# Curvilinear Motion n/t coordinates

 P: 23 1. The problem statement, all variables and given/known data Given, y2 = 9x3 + 6x, where x and y are in metres and y is positive. What is the normal component of the acceleration when x= 3m, $$\dot{x}$$ = 7ms-1 and $$\ddot{x}$$ = 8 ms-2? 2. Relevant equations V = Vxi + Vyj Vx = $$\dot{x}$$ Vy = $$\dot{y}$$ a = axi + ayj ax = $$\ddot{x}$$ ay = $$\ddot{y}$$ 3. The attempt at a solution I was fairly confident that my following attempt would yield the correct solution, however it did not. I still fail to see any problems with my attempt, so I thought I'd post it. Any feedback on my work would be greatly appreciated.

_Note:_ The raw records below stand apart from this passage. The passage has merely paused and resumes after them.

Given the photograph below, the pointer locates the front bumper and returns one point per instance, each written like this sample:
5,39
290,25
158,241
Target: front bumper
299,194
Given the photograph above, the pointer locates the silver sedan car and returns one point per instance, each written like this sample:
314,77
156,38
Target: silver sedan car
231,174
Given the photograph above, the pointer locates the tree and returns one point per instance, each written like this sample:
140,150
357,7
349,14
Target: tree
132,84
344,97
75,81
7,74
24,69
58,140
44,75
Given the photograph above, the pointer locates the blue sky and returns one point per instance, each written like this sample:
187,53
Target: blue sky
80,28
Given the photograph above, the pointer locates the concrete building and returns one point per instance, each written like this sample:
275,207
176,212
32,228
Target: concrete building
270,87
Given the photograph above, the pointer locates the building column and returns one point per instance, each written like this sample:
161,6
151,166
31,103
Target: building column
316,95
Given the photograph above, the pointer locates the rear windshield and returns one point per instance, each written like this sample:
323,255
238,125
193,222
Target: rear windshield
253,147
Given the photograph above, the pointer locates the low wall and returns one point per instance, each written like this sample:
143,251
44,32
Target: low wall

 HW Helper P: 5,003 Hmmm.... it's difficult to spot the error in your calculations, but you might have an easier time if you don't mess about with too many angles... Everything up to and including your calculation of $\theta$ looks correct to me. From that point, you should be able to basically look at diagram and read off the vector expression for the unit tangent and unit normal; $\textbf{T}=\cos\theta\textbf{i}+\sin\theta\textbf{j}$ and $\textbf{N}=\cos(\frac{\pi}{2}-\theta)\textbf{i}-\sin(\frac{\pi}{2}-\theta)\textbf{j}=\sin\theta\textbf{i}-\cos\theta\textbf{j}$...The advantage of expressing the unit normal like this is that once you calculate $\textbf{a}=\ddot{x}\textbf{i}+\ddot{y}\textbf{j}$, all you need to do to find its normal component is take the dot product $a_N=\textbf{a}\cdot\textbf{N}$.